To be or not to be a critic...

In a powerful polemic, our theatre critic argues we’re in danger of losing the expertise


Do you care about the opinion expressed in this newspaper's theatre column? If you do, there is a growing body of opinion that says you are in a shrinking minority. Social media is where opinion increasingly counts.

It has got so that some producers pluck praise from a passing tweet and plaster it on their production's poster as if it were the considered view of a discerning and informed mind.

Which, of course, it might well be. But how do we know?

The line that ring-fences reviews can also be blurred when the arts become news.

The two biggest events in the arts world this year were such hot news, newspapers bent over backwards not just to report them, but to be first to give their readers a critical response.

The first - touted as the literary event of the century - was Harper Lee's Go Set a Watchman, the sequel to To Kill a Mockingbird.

Reviews were embargoed until July 14. On this side of the Atlantic at least, courier bikes were primed to race copies out to select book reviewers who had but a few hours to read the 288-page volume and write a review.

In the event, the New York Times torpedoed the plan by publishing early, leaving other newspapers scurrying in its wake to rush out a critical response.

But, apart from a few newspaper and publisher noses being put of joint, no harm was done. No controversy ensued.

Which brings us to the other major arts event that made the news this year. This time, controversy certainly ensued.

More was written about this play before the official opening night than any other theatre production in recent history. We are talking about Benedict Cumberbatch's Hamlet, or course.

During the show's unusually long three weeks of preview performances - a period used by directors and actors to hone their production into shape before the critics turn up - the papers frothed with Cumbermania, about the fans that queued at night; the performance that had to be restarted because fans knocked their idol off his stride by filming him with smartphones; Cumberbatch's desperate stage door plea to put the phones away.

And then, just when it seemed everything that could ever be written about a play before its official opening had been written, the press were the subject of their own headlines when, in an unprecedented move, three national newspapers published a review after just one preview performance. But none by regular critics.

The arguments over the rights and wrongs of breaking the embargo are probably theatre's equivalent of the Westminster bubble: fascinating to everyone in the business of putting on shows or writing about them; utterly inconsequential to everyone else.

Still, here are two: producers and publicists stoke up all the hysteria they can over star-vehicle shows, so it's no surprise, and a little reassuring, that they can't control their own monster.

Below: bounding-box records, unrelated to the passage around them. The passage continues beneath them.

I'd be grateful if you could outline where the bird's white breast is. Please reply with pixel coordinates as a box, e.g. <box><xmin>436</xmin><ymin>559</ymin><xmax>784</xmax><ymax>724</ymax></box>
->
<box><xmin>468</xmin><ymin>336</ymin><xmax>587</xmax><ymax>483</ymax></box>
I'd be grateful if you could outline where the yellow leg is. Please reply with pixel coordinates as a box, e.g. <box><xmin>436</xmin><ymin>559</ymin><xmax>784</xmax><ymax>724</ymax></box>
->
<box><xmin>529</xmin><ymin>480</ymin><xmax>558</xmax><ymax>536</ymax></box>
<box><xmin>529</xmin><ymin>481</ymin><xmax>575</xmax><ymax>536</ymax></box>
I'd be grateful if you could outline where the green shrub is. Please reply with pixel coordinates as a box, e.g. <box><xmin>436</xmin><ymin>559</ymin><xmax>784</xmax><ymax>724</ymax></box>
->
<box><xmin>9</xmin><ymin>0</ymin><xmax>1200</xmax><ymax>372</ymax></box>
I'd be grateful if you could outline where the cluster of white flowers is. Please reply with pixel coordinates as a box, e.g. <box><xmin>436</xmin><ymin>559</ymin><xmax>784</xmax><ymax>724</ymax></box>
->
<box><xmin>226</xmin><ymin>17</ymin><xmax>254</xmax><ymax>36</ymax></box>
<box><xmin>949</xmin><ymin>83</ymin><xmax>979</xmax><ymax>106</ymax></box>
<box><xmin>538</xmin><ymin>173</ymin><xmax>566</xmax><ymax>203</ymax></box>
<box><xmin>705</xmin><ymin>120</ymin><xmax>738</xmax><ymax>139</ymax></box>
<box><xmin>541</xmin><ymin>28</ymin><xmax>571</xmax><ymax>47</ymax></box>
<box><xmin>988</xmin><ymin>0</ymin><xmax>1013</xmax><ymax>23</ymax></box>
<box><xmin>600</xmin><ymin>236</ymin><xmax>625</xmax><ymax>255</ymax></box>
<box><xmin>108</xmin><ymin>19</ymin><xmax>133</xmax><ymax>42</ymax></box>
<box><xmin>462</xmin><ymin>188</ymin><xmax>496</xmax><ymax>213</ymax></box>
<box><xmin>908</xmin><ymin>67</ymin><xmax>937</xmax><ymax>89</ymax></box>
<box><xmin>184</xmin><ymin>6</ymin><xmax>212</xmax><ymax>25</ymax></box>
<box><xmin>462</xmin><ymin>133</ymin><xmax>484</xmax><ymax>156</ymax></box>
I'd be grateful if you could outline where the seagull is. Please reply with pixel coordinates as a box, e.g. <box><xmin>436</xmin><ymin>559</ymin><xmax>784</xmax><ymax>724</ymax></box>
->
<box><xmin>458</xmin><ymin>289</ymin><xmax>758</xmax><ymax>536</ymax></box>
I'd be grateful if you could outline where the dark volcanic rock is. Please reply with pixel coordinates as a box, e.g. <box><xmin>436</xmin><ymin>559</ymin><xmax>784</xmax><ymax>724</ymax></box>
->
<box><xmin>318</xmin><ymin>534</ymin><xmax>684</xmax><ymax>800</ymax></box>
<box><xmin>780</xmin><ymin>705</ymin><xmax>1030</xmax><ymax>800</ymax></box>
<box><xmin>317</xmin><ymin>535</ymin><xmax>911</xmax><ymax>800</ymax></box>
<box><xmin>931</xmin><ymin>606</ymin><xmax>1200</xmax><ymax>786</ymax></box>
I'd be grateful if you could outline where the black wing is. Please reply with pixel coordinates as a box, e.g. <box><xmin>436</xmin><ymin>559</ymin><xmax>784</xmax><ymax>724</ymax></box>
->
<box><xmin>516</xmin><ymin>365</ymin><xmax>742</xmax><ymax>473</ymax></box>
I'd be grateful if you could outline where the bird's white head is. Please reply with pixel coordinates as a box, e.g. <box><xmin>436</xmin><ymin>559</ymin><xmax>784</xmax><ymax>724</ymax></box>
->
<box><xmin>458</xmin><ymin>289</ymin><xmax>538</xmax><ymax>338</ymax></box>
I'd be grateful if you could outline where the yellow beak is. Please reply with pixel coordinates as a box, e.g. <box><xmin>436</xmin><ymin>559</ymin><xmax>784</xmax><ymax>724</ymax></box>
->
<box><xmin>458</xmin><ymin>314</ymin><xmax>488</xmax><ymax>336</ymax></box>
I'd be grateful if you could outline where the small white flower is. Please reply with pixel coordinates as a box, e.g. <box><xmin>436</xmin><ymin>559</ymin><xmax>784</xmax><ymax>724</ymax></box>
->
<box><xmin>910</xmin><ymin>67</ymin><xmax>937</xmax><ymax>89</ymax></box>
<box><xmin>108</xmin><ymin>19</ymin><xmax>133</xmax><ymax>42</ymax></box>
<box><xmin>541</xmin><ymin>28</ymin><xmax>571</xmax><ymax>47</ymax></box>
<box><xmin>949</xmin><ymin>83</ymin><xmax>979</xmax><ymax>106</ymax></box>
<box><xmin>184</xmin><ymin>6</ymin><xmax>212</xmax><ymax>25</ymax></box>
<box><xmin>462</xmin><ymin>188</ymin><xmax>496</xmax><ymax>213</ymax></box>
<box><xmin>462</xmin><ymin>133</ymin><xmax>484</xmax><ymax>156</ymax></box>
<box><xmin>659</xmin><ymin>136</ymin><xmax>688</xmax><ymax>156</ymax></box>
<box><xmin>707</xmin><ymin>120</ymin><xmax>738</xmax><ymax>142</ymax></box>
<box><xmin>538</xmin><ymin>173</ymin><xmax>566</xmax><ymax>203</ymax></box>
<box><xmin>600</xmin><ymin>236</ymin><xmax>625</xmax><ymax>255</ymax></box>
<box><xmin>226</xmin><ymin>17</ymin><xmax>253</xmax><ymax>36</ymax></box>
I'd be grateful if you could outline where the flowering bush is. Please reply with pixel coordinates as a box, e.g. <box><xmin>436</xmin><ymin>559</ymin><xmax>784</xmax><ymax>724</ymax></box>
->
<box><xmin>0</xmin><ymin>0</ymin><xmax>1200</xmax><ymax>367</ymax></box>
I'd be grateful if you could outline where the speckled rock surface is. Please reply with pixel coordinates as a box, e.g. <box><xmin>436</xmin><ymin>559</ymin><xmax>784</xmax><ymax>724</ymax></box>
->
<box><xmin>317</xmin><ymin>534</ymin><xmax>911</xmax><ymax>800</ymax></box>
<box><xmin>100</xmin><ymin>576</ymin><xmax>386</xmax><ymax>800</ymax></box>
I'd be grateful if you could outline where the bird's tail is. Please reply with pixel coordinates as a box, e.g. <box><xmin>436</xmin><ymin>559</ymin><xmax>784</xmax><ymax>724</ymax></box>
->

On the other hand, judging a piece of art before the artist has finished it is about as useful to a newspaper's readers as reading Harper Lee's latest novel before she has completed it. Yet a searching question has been thrown up by all the fuss.

If theatre critics can behave like bloggers and tweeters, why have theatre critics at all? Why not just allow a stream of social media to provide a constant commentary on a production during previews and then also during the performances proper? Would the public be any less well informed?

For me, the most persuasive argument for the continuing existence of the critic is related to the fact that the critic simply has to go to the theatre.

That is, unlike most theatregoers, the critic does not generally watch a show because he or she might like it; unlike your average blogger, the critic does not only watch productions populated by stars that excite them.

The critics see everything - or everything their diaries allow - whether they want to or not. It's this that allows for the possibility of discovery. There are few things more life-affirming for a critic than dragging him- or herself to a show whose star he or she despises only to leave it with a newfound respect.

There are few things more invigorating than having a nurtured prejudice against a play confounded by a brilliant production. And who else is going to shlep to a pub in some suburb on the opposite side of town to see a play written by a fledging writer about a subject of no particular interest populated by actors no one has ever heard of?

I was once talking to a famous actor (Maureen Lipman) about a certain critic (can't say). "She writes like a fan," said Lipman damningly.

The comment has always stuck with me. It not only highlights the way in which a critic can become useless, but how a critic can be useful. Embedded in that criticism of a critic is recognition that informed, objective opinion about the theatre is as important to those who create a play as it is to those who go to it.

Especially so when some people are happy to get their theatre from a blogger's review of a preview.